Desde la fría despedida que se dieron en el aeropuerto no había sabido nada más de él, salvo lo que comentaba Sara en las reuniones que se iban haciendo para poner en marcha la fastuosa ceremonia veneciana. Decía que su marido volvía a vivir una pasión frenética por la pintura, que se pasaba los días encerrado en su estudio creando compulsivamente sin permitir que lo interrumpieran. Aquel estado de enajenación, con toda seguridad, obedecía a un proyecto colosal. La última colección había pasado a ser subastada a precios exorbitantes y los museos se la arrebataban.

Mazarine se enteró de que los cuadros más cotizados habían sido los que ella había pintado de La Santa en su propia casa y que la galería había elegido como símbolo de la muestra. Un comprador anónimo había pagado por ellos una auténtica fortuna.

Después de la inconsolable frustración y tristeza vividas la noche de la inauguración en el Arc de Triomphe, que a punto estuvo de costarle la vida, ahora reaccionaba de forma diferente. No iba a luchar ni a sufrir más por figurar como coautora. Le regalaba todo el protagonismo a su maestro, su trabajo e inspiración de meses, a cambio de otro amanecer como el vivido en el desierto. Su amor era más grande que su egoísmo. ¿Cómo podía decírselo?

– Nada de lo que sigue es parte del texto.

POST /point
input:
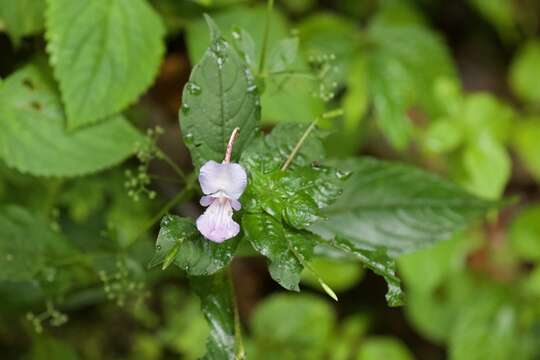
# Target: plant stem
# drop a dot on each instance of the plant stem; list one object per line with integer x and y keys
{"x": 326, "y": 115}
{"x": 270, "y": 6}
{"x": 240, "y": 352}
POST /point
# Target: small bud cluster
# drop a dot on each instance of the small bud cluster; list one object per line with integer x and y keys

Seguía sin ir a la casa verde. Su obsesión por el pintor no la dejaba pensar en nada más que en él. El hambre de sus sentidos la estaba destrozando. Ahora lo entendía: esa era la muerte de la que le había hablado Cádiz en el avión. Al final, hambre y muerte eran una sola sensación desgarradora y cruel. No había contado con la separación ni con el día después. Se había quedado en el instante del orgasmo.

Quería recuperar aquellas mañanas en las que su vida tenía sentido; la reja cargada de madreselvas esperándola, el sonido del timbre, una puerta que se abría, su maestro recibiéndola… los preparativos, la idea, el principio, bosquejos, variantes de un mismo sentir. Después, el desarrollo, la equivocación, un brochazo encima, dos, todo cubierto… alegría. Y al final de la tarde, la satisfacción de un crepúsculo teñido de fuerza, sentimientos, color, pinceles y sonrisas.

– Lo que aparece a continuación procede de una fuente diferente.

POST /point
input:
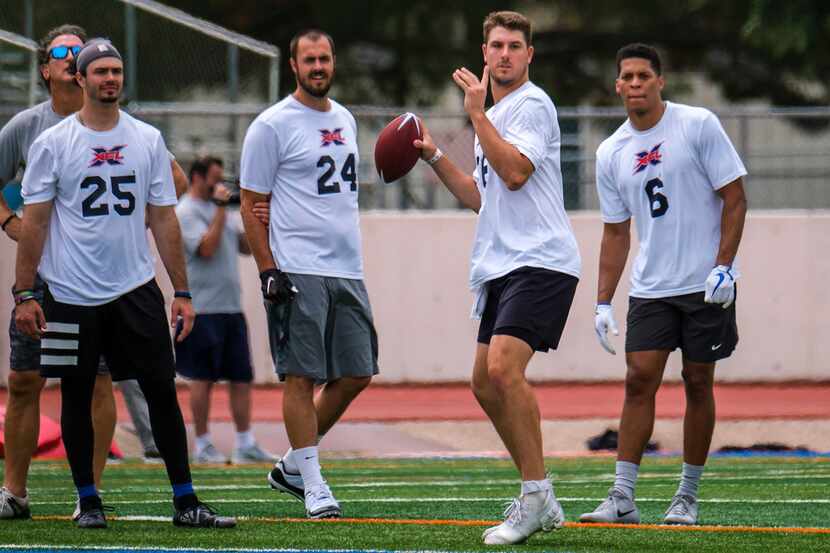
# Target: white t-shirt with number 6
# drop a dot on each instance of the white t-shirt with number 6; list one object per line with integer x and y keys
{"x": 307, "y": 160}
{"x": 100, "y": 183}
{"x": 667, "y": 178}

Lo imaginaba con sus mechones blancos, su sudor, sus ojos entrecerrados calculando las sombras, sus manos salpicadas de pintura, sus venas, su fuerza… y su voz ronca, su voz amada pidiéndole que se sacara la ropa para seguir creando sobre su piel nuevos dualismos.

—CAAAAAAÁDIZ… Mazarine lo llamaba desde la acera. —ABRE LA PUERTA. NECESITO QUE HABLEMOS… CAAAAAAÁDIZ…

¿Por qué le hacía esto? ¿Por qué seguía rogándole como una estúpida? ¿Por qué no se cansaba de una vez? ¿Dónde había ido a parar su dignidad? ¿O era que sus padres no le habían dejado ninguna? ¿Por qué por más que lo intentaba no podía racionalizar sus sentimientos, ponerles bridas y conducirlos?

—CAAAAAÁDIZ… El último grito.

Cuando estaba a punto de marchar, lo vio asomarse a la ventana, despeinado y glacial. Sus ojos se deslizaron sobre ella sin detenerse ni un segundo. Como si fuera una nada callejera; una bolsa vacía, soplada de viento, rodando por el aire. Su voz solo había sido un ruido vagabundo que lo había perturbado. Desapareció, cerrando la persiana de un golpe.